How do I configure the graph model selection used for cycle detection?

By default Armus-X10 automatically chooses a graph model that better suits the application it is checking. We can force Armus to fix a graph model with a command line option. The available options are: auto (default), wfg, and sg.
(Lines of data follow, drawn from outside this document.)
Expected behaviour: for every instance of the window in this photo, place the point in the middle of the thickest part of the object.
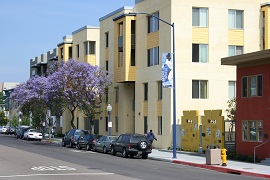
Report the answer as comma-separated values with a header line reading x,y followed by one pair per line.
x,y
153,56
107,67
252,130
117,94
145,124
232,89
132,57
200,17
145,91
78,50
153,23
235,19
235,50
199,53
116,123
159,125
199,89
106,95
107,39
120,59
252,86
61,53
90,47
159,83
106,124
69,52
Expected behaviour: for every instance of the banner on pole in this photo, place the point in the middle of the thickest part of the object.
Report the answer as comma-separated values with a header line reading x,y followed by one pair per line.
x,y
167,70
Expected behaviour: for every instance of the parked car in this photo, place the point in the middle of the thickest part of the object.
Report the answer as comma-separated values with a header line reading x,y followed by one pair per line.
x,y
33,134
103,144
4,129
72,136
131,145
10,130
19,131
87,142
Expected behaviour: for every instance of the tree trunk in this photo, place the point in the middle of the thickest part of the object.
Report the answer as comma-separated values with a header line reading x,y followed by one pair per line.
x,y
72,119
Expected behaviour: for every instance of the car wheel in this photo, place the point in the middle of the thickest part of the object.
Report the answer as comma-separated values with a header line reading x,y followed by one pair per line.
x,y
94,148
104,150
88,147
63,143
113,152
142,145
144,156
70,144
124,153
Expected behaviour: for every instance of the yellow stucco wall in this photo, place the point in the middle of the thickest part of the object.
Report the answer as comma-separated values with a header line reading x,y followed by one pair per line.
x,y
218,37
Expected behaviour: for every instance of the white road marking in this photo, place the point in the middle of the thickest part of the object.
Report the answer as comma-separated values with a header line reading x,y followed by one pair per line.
x,y
52,168
81,151
69,174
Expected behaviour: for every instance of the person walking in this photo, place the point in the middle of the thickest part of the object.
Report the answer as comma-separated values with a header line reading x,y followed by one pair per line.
x,y
53,132
151,136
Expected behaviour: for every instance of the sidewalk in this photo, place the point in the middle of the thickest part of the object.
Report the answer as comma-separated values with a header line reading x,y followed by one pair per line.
x,y
199,160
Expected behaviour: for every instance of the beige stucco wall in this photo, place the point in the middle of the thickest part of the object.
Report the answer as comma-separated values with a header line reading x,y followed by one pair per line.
x,y
180,12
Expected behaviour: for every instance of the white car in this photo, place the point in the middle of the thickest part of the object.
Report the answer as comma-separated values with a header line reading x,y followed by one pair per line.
x,y
4,129
32,134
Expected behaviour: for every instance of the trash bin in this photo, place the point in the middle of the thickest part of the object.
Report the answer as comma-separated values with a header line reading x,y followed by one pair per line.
x,y
213,155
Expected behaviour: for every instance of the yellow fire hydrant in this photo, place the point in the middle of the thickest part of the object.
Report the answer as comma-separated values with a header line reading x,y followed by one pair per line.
x,y
224,157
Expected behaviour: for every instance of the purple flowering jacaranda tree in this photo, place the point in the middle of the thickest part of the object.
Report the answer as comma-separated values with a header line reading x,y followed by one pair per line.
x,y
30,96
79,85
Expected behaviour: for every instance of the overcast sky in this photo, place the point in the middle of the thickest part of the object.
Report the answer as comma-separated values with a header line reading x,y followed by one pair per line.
x,y
29,28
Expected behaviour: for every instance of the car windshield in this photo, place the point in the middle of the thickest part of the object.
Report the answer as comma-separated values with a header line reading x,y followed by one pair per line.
x,y
33,130
136,139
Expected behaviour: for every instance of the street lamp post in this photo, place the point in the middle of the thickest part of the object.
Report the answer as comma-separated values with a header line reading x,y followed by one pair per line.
x,y
20,118
109,109
174,84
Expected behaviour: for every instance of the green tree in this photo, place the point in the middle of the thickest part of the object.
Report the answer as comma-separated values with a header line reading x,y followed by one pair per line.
x,y
3,119
15,121
2,99
231,115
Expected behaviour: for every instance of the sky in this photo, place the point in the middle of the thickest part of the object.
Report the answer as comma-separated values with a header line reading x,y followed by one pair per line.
x,y
29,28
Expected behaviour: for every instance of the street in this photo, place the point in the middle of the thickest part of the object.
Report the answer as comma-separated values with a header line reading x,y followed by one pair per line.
x,y
20,159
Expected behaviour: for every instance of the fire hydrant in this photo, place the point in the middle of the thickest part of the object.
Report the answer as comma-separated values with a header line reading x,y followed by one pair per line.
x,y
224,157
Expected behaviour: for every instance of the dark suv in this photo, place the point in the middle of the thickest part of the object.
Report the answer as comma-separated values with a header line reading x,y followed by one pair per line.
x,y
72,136
131,145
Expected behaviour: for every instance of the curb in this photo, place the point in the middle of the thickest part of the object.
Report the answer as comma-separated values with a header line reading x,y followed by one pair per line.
x,y
213,168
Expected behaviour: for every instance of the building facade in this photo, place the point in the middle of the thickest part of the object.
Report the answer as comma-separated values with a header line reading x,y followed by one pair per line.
x,y
252,121
83,45
132,47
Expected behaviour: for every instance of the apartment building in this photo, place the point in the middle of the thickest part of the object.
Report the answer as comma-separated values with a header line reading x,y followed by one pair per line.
x,y
132,47
83,45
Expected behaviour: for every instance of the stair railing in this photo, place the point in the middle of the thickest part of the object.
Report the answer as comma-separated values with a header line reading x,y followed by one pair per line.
x,y
257,147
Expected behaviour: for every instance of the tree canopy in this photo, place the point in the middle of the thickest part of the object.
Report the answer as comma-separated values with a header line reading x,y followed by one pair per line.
x,y
73,84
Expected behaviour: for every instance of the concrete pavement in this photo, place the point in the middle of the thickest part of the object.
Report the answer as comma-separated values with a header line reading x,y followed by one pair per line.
x,y
199,160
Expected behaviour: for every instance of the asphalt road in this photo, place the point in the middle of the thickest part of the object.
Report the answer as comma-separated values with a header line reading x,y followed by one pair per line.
x,y
20,159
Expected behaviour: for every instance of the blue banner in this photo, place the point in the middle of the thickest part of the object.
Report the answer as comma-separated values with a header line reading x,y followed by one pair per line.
x,y
167,70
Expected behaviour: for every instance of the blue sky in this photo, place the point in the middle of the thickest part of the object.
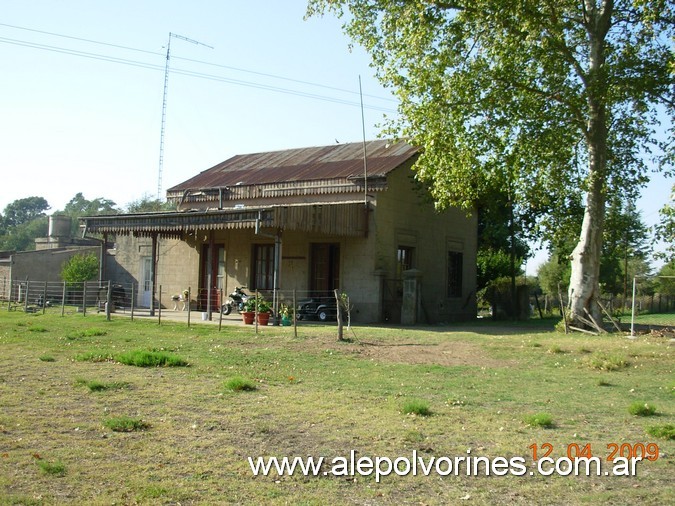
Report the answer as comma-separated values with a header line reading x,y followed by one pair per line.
x,y
90,122
73,123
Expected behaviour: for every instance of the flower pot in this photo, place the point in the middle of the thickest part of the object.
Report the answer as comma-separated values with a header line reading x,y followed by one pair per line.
x,y
263,318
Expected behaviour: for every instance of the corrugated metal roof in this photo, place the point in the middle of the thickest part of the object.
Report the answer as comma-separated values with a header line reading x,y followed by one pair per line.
x,y
340,161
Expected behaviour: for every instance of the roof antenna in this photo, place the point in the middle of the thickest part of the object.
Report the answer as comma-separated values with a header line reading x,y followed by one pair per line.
x,y
365,153
166,84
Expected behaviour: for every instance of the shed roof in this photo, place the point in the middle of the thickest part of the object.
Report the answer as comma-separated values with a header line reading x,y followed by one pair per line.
x,y
339,161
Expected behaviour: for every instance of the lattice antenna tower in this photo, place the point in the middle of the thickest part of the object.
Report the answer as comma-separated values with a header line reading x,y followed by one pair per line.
x,y
166,87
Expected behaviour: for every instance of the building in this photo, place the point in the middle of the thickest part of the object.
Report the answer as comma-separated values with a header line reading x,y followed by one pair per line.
x,y
311,220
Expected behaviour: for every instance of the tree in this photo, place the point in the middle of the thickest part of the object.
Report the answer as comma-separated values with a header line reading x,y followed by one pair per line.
x,y
625,242
80,206
148,204
665,230
546,98
23,211
80,268
22,237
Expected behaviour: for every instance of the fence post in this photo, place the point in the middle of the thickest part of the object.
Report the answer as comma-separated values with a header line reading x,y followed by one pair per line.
x,y
188,303
133,293
220,301
25,302
108,301
632,313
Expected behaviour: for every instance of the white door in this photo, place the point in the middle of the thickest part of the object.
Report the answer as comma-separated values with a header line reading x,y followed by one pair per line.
x,y
145,288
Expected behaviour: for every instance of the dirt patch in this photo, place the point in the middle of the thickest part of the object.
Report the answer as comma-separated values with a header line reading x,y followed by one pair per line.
x,y
450,353
445,353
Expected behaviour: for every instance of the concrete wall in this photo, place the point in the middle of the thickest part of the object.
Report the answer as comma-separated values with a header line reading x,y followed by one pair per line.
x,y
400,218
404,218
177,264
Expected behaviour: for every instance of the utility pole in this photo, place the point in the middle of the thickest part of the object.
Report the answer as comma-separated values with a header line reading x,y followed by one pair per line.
x,y
166,86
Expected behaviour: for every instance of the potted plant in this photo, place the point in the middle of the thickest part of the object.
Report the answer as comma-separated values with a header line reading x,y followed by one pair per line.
x,y
286,315
248,313
261,305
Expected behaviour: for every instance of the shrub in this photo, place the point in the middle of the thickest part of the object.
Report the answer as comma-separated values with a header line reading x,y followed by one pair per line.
x,y
125,424
416,407
100,386
239,384
141,358
80,268
642,409
666,431
55,468
539,420
607,362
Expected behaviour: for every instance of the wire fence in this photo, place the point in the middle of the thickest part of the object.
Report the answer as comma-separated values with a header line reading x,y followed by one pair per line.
x,y
281,307
653,305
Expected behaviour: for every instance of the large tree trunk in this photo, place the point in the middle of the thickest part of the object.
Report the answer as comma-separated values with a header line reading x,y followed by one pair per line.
x,y
585,278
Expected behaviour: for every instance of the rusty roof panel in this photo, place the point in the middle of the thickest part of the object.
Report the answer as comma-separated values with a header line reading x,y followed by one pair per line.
x,y
307,164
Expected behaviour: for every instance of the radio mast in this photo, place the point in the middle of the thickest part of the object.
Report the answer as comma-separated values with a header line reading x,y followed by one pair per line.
x,y
166,86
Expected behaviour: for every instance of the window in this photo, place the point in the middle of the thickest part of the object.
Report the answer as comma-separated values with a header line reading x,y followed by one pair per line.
x,y
404,260
262,273
455,261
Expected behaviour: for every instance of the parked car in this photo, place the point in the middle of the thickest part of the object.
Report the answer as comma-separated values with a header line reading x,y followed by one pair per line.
x,y
317,308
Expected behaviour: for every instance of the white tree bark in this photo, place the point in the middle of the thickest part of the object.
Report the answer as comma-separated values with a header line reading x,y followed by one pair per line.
x,y
585,278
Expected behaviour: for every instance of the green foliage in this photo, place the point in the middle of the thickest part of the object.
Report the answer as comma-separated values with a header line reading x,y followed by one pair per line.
x,y
665,230
148,204
554,107
125,424
666,431
262,304
80,268
416,407
23,211
22,237
604,362
141,358
638,408
544,420
57,468
239,384
101,386
666,285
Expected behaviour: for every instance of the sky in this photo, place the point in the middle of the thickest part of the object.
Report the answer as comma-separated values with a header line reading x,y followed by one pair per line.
x,y
82,91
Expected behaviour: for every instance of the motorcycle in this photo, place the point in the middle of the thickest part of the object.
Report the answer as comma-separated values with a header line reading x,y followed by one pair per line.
x,y
236,301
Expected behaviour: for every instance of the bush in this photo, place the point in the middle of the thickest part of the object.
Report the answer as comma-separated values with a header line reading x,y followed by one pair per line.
x,y
80,268
416,407
141,358
239,384
539,420
666,431
125,424
607,362
55,468
642,409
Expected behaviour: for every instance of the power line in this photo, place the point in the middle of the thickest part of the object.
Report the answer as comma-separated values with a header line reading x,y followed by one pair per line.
x,y
200,75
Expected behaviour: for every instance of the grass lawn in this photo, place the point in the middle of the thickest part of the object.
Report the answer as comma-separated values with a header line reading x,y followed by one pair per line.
x,y
121,412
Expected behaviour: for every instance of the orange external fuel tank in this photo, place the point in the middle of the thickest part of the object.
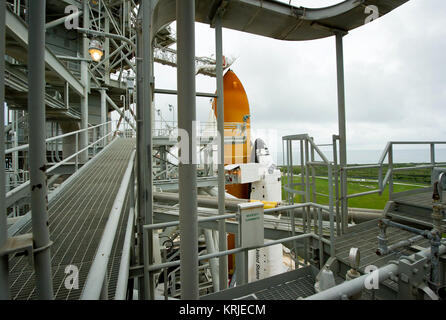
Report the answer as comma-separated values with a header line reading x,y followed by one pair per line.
x,y
237,124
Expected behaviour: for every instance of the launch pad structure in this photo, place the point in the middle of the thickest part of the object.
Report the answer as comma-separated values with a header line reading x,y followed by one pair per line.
x,y
88,202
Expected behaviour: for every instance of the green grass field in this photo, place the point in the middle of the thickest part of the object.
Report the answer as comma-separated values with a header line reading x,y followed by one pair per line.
x,y
373,201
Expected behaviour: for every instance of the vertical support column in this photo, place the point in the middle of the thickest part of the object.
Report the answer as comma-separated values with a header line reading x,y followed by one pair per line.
x,y
37,149
107,48
85,82
185,10
67,95
222,241
342,130
4,285
147,73
140,155
103,128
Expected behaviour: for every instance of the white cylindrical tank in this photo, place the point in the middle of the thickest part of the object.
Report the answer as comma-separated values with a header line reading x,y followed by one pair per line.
x,y
265,262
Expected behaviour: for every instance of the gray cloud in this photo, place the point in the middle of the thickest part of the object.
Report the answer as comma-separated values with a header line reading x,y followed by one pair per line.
x,y
395,78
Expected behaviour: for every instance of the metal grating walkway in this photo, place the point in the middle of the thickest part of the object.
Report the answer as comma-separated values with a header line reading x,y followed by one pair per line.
x,y
77,217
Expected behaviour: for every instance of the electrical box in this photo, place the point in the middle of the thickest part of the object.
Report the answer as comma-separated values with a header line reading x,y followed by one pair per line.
x,y
242,173
251,228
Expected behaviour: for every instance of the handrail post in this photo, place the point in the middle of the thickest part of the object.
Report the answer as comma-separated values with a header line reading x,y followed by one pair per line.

We can rerun our examples set to wfg by setting -Darmus.graph=wfg:

$ x10 -Darmus.graph=wfg -np 2 -cp cc-checked.jar DistClockClock
[P0,W1,T2870412722] Configuration loaded: MainConfiguration [detection=DetectionConfiguration [isEnabled=true, delay=200, period=100], edgeBuffer=EdgeBufferConfiguration [clearBufferAtTheEnd=true, factory=pt.ul.armus.edgebuffer.redis.RedisEdgeBufferFactory@50c02524], avoidanceEnabled=false, cycleDetector=pt.ul.armus.cycledetector.jgraph.JGraphTSolver@4fe5fda6, deadlockResolver=pt.ul.armus.x10.X10DeadlockResolver@7a23a3f6, graph=WFG, printConfig=true]
[P1,W0,T2870412800] Configuration loaded: MainConfiguration [detection=DetectionConfiguration [isEnabled=true, delay=200, period=100], edgeBuffer=EdgeBufferConfiguration [clearBufferAtTheEnd=true, factory=pt.ul.armus.edgebuffer.redis.RedisEdgeBufferFactory@6851b509], avoidanceEnabled=false, cycleDetector=pt.ul.armus.cycledetector.jgraph.JGraphTSolver@583e08dd, deadlockResolver=pt.ul.armus.x10.X10DeadlockResolver@219b7ebf, graph=WFG, printConfig=true]
[P0,W4,T2870413006] deadlock found [pt.ul.armus.edgebuffer.SynchronizedTaskHandle@70da2eb9]
Deadlock detected: [pt.ul.armus.edgebuffer.SynchronizedTaskHandle@70da2eb9]

Are there more examples?

Examples of deadlocks can be found in directory src/pos-samples/x10/.

Examples of deadlock-free programs can be found in src/neg-samples/x10/.

Are there tests?

Yes. Running ant test will run more than 100 tests, including checking all the deadlocked programs in src/pos-samples/x10/. Note, the startup and teardown overhead of the X10 virtual machine takes a while, so running all tests should take some time (around 3 minutes in a CPU i7-3770).

Run ant test -Doffline=true if you do not have an internet connection.